Wir wollen ja den demokratischen Diskurs stärken und nicht verunmöglichen, indem wir sagen, der demokratische Diskurs soll auf Fakten beruhen und nicht auf Falschinformationen oder auf rhetorischen Tricks.

TR: Das ist jetzt aber ein dickes Brett. Wo nehmen Sie diesen geballten Optimismus her?

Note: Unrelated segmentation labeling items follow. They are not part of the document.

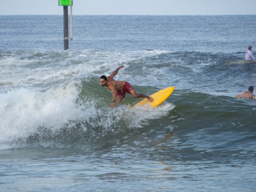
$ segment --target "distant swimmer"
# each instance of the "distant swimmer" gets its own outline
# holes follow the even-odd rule
[[[245,59],[246,60],[251,60],[253,62],[256,62],[256,59],[253,56],[253,52],[251,52],[251,49],[253,49],[253,47],[249,45],[248,46],[248,50],[245,53]]]
[[[106,86],[112,92],[112,102],[110,103],[110,106],[112,108],[115,107],[116,97],[117,103],[120,104],[123,98],[124,98],[126,93],[131,94],[134,98],[147,98],[150,102],[153,102],[154,101],[153,98],[142,94],[137,93],[132,86],[127,81],[115,81],[113,78],[118,74],[119,69],[123,67],[124,67],[124,66],[118,67],[109,76],[106,77],[105,75],[102,75],[99,77],[99,82],[101,86]],[[117,91],[116,93],[116,91]]]
[[[253,86],[250,86],[248,91],[245,91],[235,97],[239,99],[255,99],[255,96],[253,93]]]

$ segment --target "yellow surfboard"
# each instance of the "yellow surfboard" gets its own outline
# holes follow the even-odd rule
[[[129,110],[131,110],[136,107],[140,107],[145,104],[151,108],[155,107],[163,103],[166,100],[167,98],[168,98],[173,91],[174,88],[174,86],[170,86],[162,89],[150,95],[150,97],[154,99],[154,101],[153,102],[150,102],[149,99],[146,98],[131,107]]]

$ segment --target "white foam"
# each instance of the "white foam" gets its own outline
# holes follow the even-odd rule
[[[24,88],[0,94],[0,142],[27,137],[39,127],[60,128],[79,118],[79,91],[72,83],[45,92]]]

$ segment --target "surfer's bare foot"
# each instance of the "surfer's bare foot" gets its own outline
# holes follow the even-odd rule
[[[153,99],[153,98],[151,98],[151,97],[149,97],[149,97],[147,98],[147,99],[149,99],[149,101],[150,101],[150,102],[153,102],[153,101],[154,101],[154,99]]]

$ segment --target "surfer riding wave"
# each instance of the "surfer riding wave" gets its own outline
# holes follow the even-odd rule
[[[99,77],[99,82],[102,87],[106,86],[112,92],[112,102],[110,106],[113,108],[115,107],[115,101],[116,97],[118,104],[120,104],[125,96],[125,93],[131,94],[134,98],[146,98],[151,102],[153,102],[154,99],[150,96],[144,95],[141,93],[137,93],[133,87],[127,81],[116,81],[113,78],[118,74],[119,69],[124,67],[124,66],[120,66],[115,69],[110,76],[106,77],[102,75]],[[117,93],[116,93],[117,91]]]

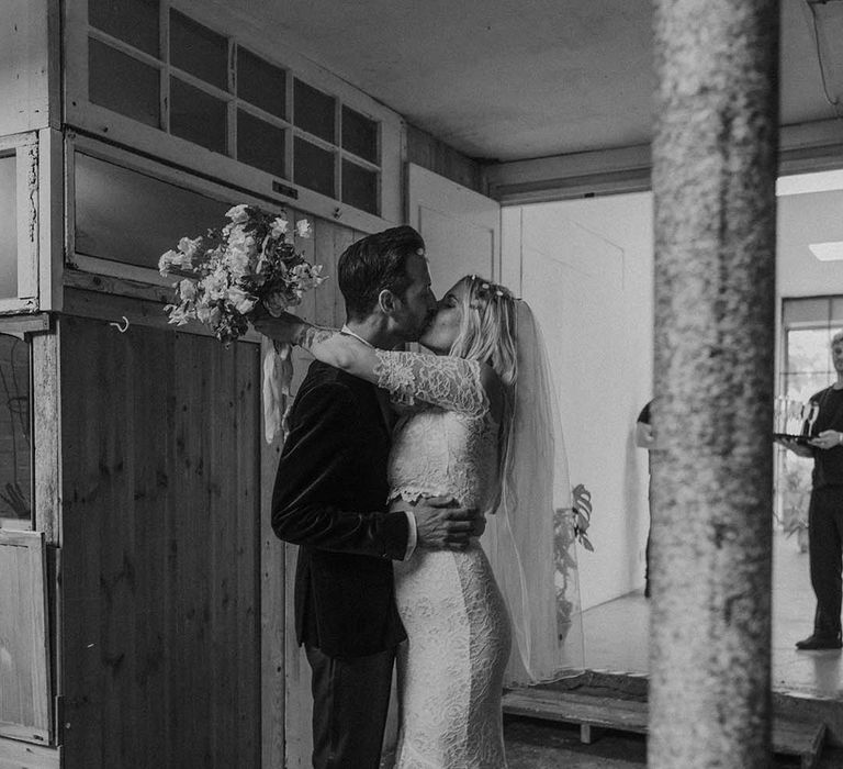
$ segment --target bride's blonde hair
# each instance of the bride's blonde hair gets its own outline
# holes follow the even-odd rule
[[[476,275],[467,275],[458,286],[465,287],[462,322],[450,355],[488,364],[512,389],[518,377],[513,292]]]

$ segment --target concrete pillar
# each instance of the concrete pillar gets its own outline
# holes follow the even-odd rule
[[[649,766],[768,766],[778,2],[654,0]]]

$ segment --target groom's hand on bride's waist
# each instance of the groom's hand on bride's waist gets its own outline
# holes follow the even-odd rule
[[[461,508],[452,497],[420,499],[414,506],[417,544],[432,549],[463,550],[479,537],[486,520],[476,508]]]

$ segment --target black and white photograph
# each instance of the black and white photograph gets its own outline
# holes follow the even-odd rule
[[[0,0],[0,769],[843,768],[843,0]]]

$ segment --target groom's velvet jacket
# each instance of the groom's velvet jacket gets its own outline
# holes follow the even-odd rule
[[[386,512],[390,427],[373,384],[315,361],[290,412],[272,494],[272,528],[300,545],[300,644],[333,657],[383,651],[405,638],[392,559],[405,513]]]

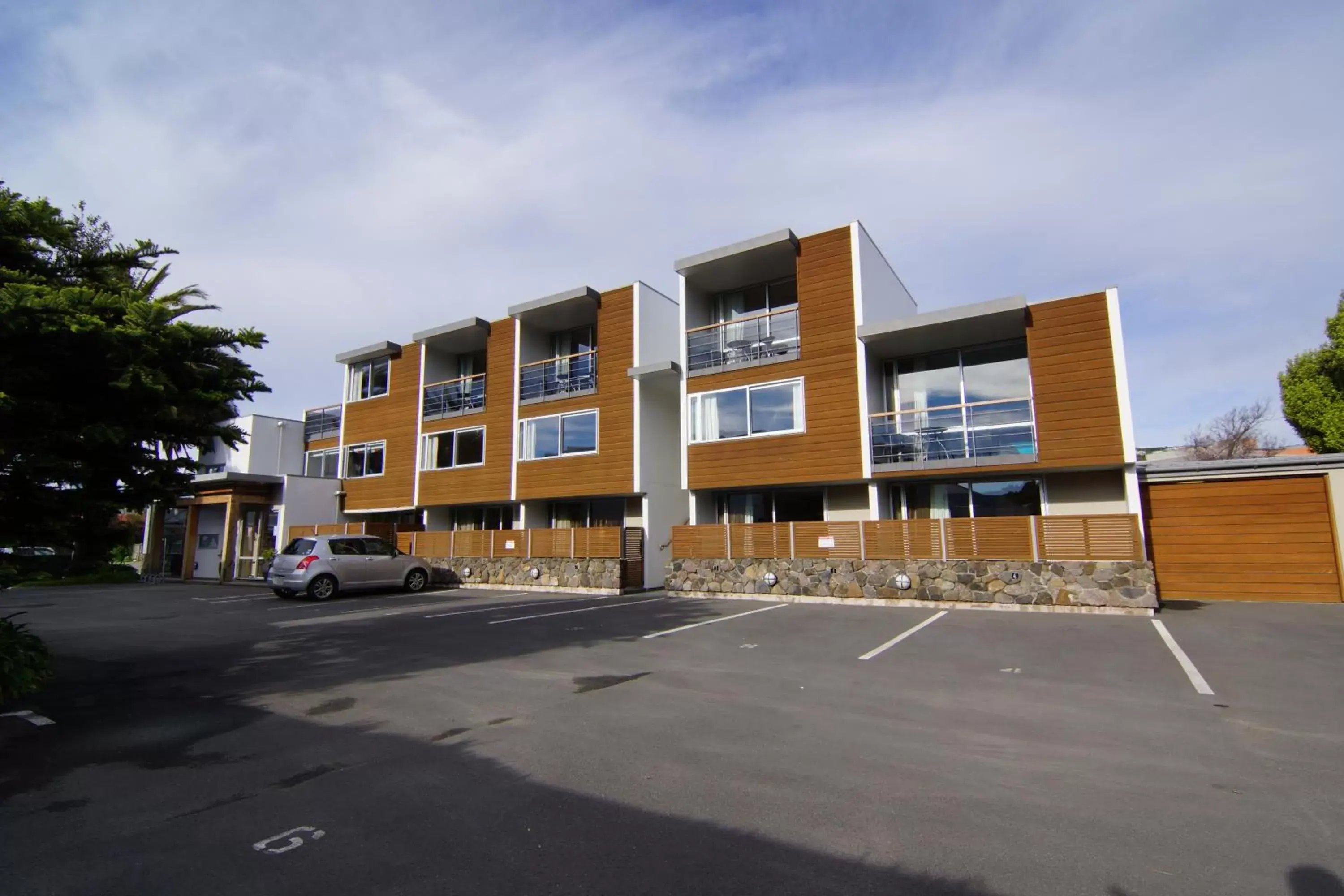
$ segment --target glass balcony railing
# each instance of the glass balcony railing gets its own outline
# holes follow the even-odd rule
[[[685,332],[687,371],[769,364],[798,356],[798,309],[741,317]]]
[[[1036,459],[1031,399],[874,414],[872,465],[978,466]]]
[[[597,351],[520,364],[517,400],[544,402],[597,390]]]
[[[445,416],[474,414],[481,410],[485,410],[485,373],[430,383],[421,396],[421,415],[426,420],[441,420]]]
[[[340,435],[340,404],[304,411],[304,441],[329,439]]]

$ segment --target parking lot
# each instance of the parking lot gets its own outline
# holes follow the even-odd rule
[[[1344,893],[1339,606],[20,609],[7,893]]]

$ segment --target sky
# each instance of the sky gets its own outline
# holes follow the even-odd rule
[[[862,220],[921,310],[1120,289],[1137,441],[1344,289],[1344,4],[0,3],[0,180],[180,251],[274,390]],[[1297,442],[1282,420],[1274,431]]]

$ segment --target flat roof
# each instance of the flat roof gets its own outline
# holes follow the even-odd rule
[[[753,236],[751,239],[743,239],[739,243],[728,243],[727,246],[719,246],[718,249],[679,258],[672,265],[672,269],[679,274],[687,274],[691,269],[702,265],[723,261],[724,258],[731,258],[732,255],[741,255],[759,249],[778,249],[784,244],[792,246],[794,254],[798,253],[798,238],[794,236],[793,231],[788,227],[784,230],[773,230],[769,234],[761,234],[759,236]]]
[[[1226,461],[1140,461],[1138,473],[1152,480],[1199,480],[1230,473],[1321,472],[1344,469],[1344,454],[1288,454],[1243,457]]]
[[[374,343],[363,348],[356,348],[349,352],[341,352],[336,356],[337,364],[358,364],[360,361],[370,361],[375,357],[383,357],[384,355],[399,355],[402,347],[398,343],[390,343],[383,340],[382,343]]]
[[[460,321],[453,321],[452,324],[444,324],[442,326],[434,326],[430,329],[422,329],[418,333],[411,333],[413,343],[427,343],[435,336],[453,336],[457,333],[470,332],[472,329],[482,329],[485,334],[491,333],[491,322],[481,320],[480,317],[468,317]]]

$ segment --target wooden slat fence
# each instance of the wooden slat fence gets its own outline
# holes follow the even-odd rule
[[[1142,560],[1138,517],[958,517],[672,527],[672,556],[859,560]]]

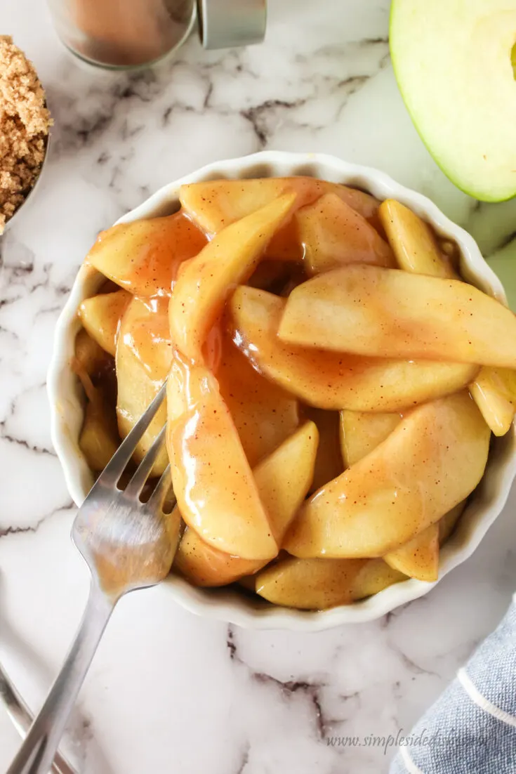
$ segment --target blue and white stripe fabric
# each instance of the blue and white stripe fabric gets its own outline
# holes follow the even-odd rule
[[[407,740],[390,774],[516,774],[514,598]]]

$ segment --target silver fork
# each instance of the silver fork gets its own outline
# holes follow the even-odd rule
[[[32,724],[33,718],[30,710],[9,680],[2,664],[0,664],[0,698],[5,704],[5,711],[12,721],[15,728],[22,738],[25,739]],[[77,774],[75,769],[60,754],[59,750],[54,755],[50,770],[53,774]]]
[[[176,516],[166,514],[169,466],[146,503],[140,495],[164,440],[165,427],[124,491],[117,484],[165,395],[163,385],[101,474],[79,509],[72,537],[91,572],[79,631],[50,692],[7,774],[47,774],[91,659],[120,598],[154,586],[169,573],[177,544]]]

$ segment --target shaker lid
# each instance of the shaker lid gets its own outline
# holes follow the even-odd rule
[[[197,0],[199,34],[206,49],[261,43],[267,0]]]

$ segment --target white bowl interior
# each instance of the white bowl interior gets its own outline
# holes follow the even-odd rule
[[[464,279],[505,302],[500,280],[484,260],[473,238],[452,223],[432,202],[395,183],[382,172],[323,154],[265,152],[210,164],[161,188],[118,222],[174,212],[179,206],[179,189],[185,183],[218,178],[291,175],[308,175],[343,183],[367,190],[378,199],[392,197],[406,204],[429,221],[440,235],[455,240],[461,252],[460,269]],[[103,280],[101,275],[91,269],[83,267],[80,269],[57,322],[48,375],[53,442],[63,466],[68,489],[77,505],[86,497],[93,477],[78,446],[84,397],[70,362],[73,357],[75,336],[80,327],[77,315],[79,304],[94,294]],[[494,440],[484,477],[471,496],[457,529],[441,552],[439,580],[475,550],[502,510],[515,472],[516,440],[514,428],[511,428],[503,438]],[[343,623],[371,621],[428,593],[435,584],[411,579],[390,586],[362,601],[314,611],[279,608],[231,587],[197,588],[175,575],[169,576],[165,585],[171,601],[198,615],[248,628],[315,632]]]

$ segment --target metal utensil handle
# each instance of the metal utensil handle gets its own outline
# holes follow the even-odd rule
[[[2,699],[5,711],[12,721],[12,724],[25,739],[29,729],[32,724],[32,716],[30,711],[8,676],[0,666],[0,697]],[[77,774],[76,770],[68,763],[59,751],[56,753],[50,769],[53,774]]]
[[[48,774],[67,721],[115,601],[92,584],[79,631],[45,704],[7,774]]]

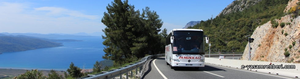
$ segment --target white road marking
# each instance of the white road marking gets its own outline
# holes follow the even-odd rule
[[[162,58],[162,57],[160,57],[160,58]],[[157,59],[160,58],[156,58],[156,59]],[[167,77],[166,77],[166,76],[163,75],[163,73],[161,73],[161,72],[160,71],[160,70],[159,70],[158,69],[158,68],[157,68],[157,67],[156,66],[156,65],[155,64],[155,60],[156,60],[156,59],[154,59],[154,60],[153,61],[153,64],[154,64],[154,66],[155,67],[155,68],[156,68],[156,69],[157,70],[157,71],[158,71],[158,72],[159,73],[159,74],[160,74],[160,75],[161,75],[161,76],[163,76],[163,78],[164,78],[165,79],[168,79],[168,78],[167,78]]]
[[[287,78],[287,77],[279,77],[279,76],[274,76],[274,75],[269,75],[269,74],[261,74],[261,73],[257,73],[257,72],[250,72],[250,71],[247,71],[244,70],[238,70],[238,69],[233,69],[233,68],[227,68],[227,67],[225,67],[219,66],[216,66],[216,65],[212,65],[212,64],[205,64],[205,65],[207,65],[207,64],[209,65],[213,65],[213,66],[216,66],[219,67],[224,67],[224,68],[229,68],[229,69],[235,69],[235,70],[242,70],[242,71],[246,71],[246,72],[252,72],[252,73],[257,73],[257,74],[264,74],[264,75],[266,75],[272,76],[275,76],[275,77],[282,77],[282,78],[287,78],[287,79],[292,79],[292,78]]]
[[[221,76],[220,76],[220,75],[217,75],[217,74],[212,74],[212,73],[209,73],[209,72],[207,72],[207,71],[203,71],[204,72],[207,72],[207,73],[209,73],[209,74],[212,74],[213,75],[215,75],[219,76],[220,76],[220,77],[224,77]]]

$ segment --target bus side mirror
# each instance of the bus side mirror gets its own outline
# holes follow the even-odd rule
[[[173,36],[171,36],[171,43],[173,43]]]
[[[205,39],[206,39],[206,43],[208,43],[208,42],[209,42],[209,41],[208,41],[208,37],[205,37]]]

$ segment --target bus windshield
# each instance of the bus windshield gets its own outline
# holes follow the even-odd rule
[[[204,55],[203,32],[174,31],[173,54]]]

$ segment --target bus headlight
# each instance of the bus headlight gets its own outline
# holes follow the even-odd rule
[[[178,59],[173,59],[173,61],[179,62],[179,60],[178,60]]]
[[[199,61],[199,62],[204,62],[204,60],[200,60]]]

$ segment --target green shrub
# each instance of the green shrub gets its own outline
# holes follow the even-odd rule
[[[284,22],[281,22],[280,23],[280,26],[281,27],[281,28],[284,27],[284,26],[285,26],[285,23]]]
[[[290,46],[289,46],[289,48],[290,48],[290,49],[291,48],[292,48],[292,47],[293,47],[293,46],[292,46],[292,45],[290,45]]]
[[[284,56],[285,56],[286,57],[289,57],[289,56],[290,56],[290,53],[289,52],[289,51],[285,51],[285,52],[284,52]]]
[[[25,73],[19,75],[16,79],[45,79],[46,76],[44,75],[43,70],[39,71],[37,69],[32,69],[29,71],[26,70]]]
[[[276,23],[272,25],[272,27],[273,27],[277,28],[277,27],[278,26],[279,24],[278,22],[276,22]]]
[[[293,46],[295,46],[295,44],[296,44],[296,41],[293,42],[293,43],[292,43],[292,44],[293,44]]]
[[[287,36],[287,33],[285,33],[284,36]]]
[[[291,8],[292,8],[291,7]],[[291,11],[291,11],[291,9],[290,9],[287,11],[287,14],[288,14],[290,15],[290,14],[291,14]]]

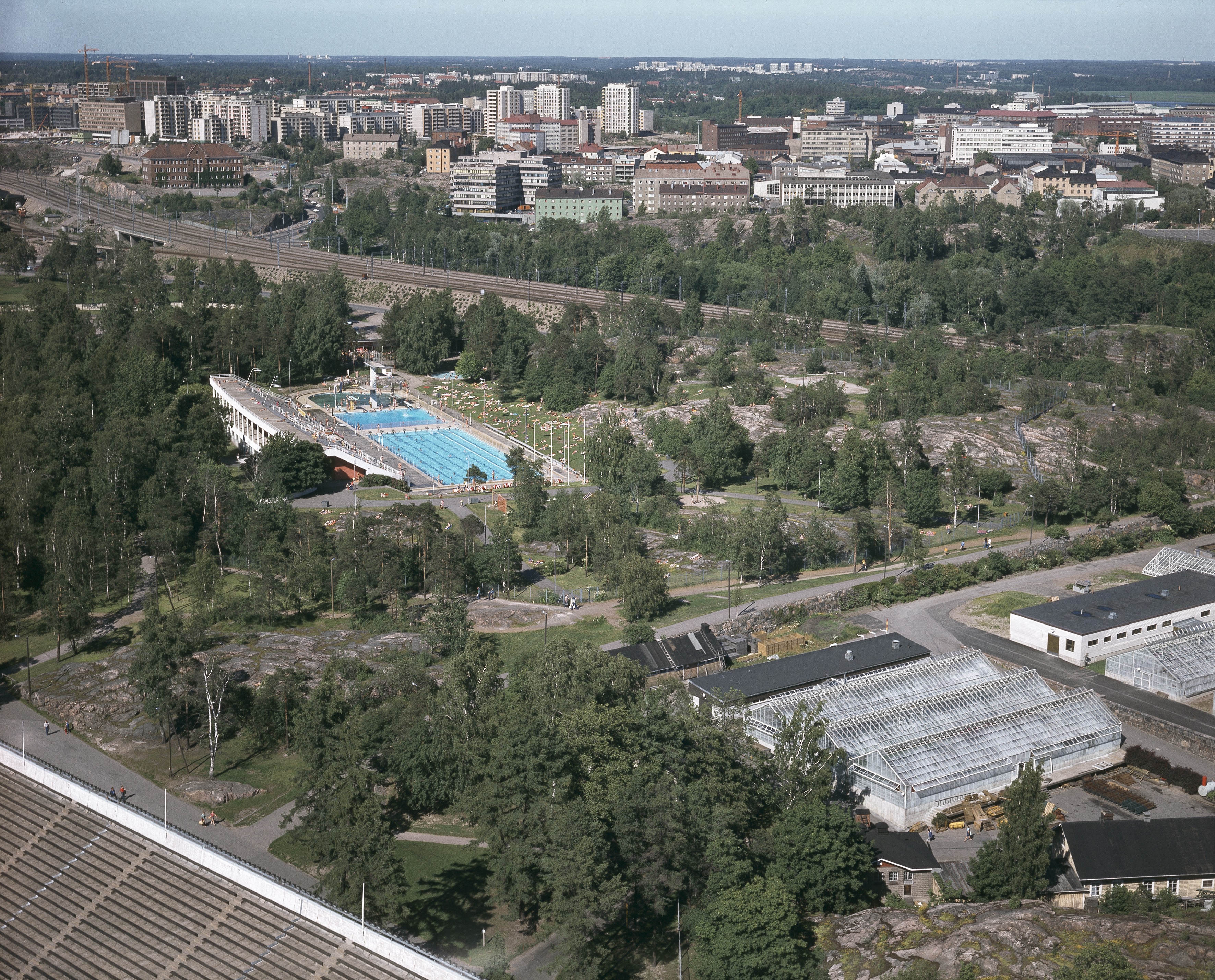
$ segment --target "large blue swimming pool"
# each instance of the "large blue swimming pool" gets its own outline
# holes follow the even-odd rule
[[[382,409],[378,412],[338,412],[338,418],[355,429],[391,429],[397,426],[436,426],[439,419],[422,409]]]
[[[373,438],[440,483],[464,483],[464,475],[474,464],[487,479],[510,479],[507,457],[502,452],[454,427],[397,432]]]

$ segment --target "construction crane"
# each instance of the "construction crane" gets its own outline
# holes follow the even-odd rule
[[[109,58],[107,58],[106,61],[108,62],[107,66],[106,66],[106,71],[107,71],[106,80],[107,81],[109,81],[109,75],[108,75],[109,64],[114,64],[114,66],[117,66],[119,68],[125,68],[126,69],[126,94],[130,95],[131,94],[131,68],[134,68],[136,64],[139,64],[139,62],[137,61],[114,61],[114,62],[111,62]]]
[[[87,44],[85,44],[84,47],[81,47],[81,49],[79,49],[77,51],[78,55],[79,53],[84,55],[84,84],[85,84],[85,89],[89,88],[89,52],[90,51],[96,51],[96,50],[97,50],[96,47],[90,47]]]

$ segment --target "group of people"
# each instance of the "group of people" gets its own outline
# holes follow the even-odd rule
[[[990,539],[990,537],[984,537],[984,539],[983,539],[983,550],[984,550],[984,551],[989,551],[989,550],[990,550],[990,547],[991,547],[991,539]],[[966,542],[965,542],[965,541],[962,541],[962,542],[961,542],[961,543],[960,543],[960,545],[957,546],[957,550],[959,550],[959,551],[966,551]],[[945,545],[945,554],[949,554],[949,545]]]

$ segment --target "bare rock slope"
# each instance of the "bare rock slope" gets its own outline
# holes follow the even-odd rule
[[[983,978],[1050,978],[1091,942],[1117,944],[1149,980],[1205,980],[1215,970],[1215,923],[1053,911],[1045,902],[870,908],[825,918],[818,929],[831,980],[893,978],[915,959],[938,964],[943,980],[963,964]]]

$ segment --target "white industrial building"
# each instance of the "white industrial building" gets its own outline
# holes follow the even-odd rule
[[[601,109],[603,131],[611,135],[635,136],[638,133],[638,111],[640,96],[637,85],[612,83],[604,85]]]
[[[1209,623],[1215,578],[1174,571],[1096,593],[1028,606],[1008,615],[1008,638],[1084,666],[1182,625]]]
[[[1215,629],[1196,623],[1115,653],[1106,676],[1179,702],[1215,691]]]
[[[1057,776],[1121,743],[1121,723],[1092,691],[1055,692],[1036,671],[1001,670],[976,649],[757,702],[750,733],[772,748],[803,703],[820,705],[827,744],[847,753],[864,805],[892,829],[1001,789],[1025,765]]]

Kreißl: Ich glaube nicht, dass wir in 10 Jahren oder 20 Jahren einen komplett aufgeklärten Diskurs in der Öffentlichkeit haben. Alles total rational und wissenschaftsbasiert und so weiter. Aber das ist wie mit der objektiven Wahrheit: Man kommt nicht komplett heran, aber man kann ihr schon näher kommen.

Und der Erfolg von Leuten wie Trump oder Ereignisse wie der Brexit, das sind natürlich schon auch Sachen, die oft an sehr kleinen Margins hängen. Das heißt, das macht schon einen Unterschied, ob man jetzt nochmal ein paar Leute zusätzlich überzeugt, dass ein rationaler und wissenschaftsbasierter Diskurs etwas Sinnvolles ist.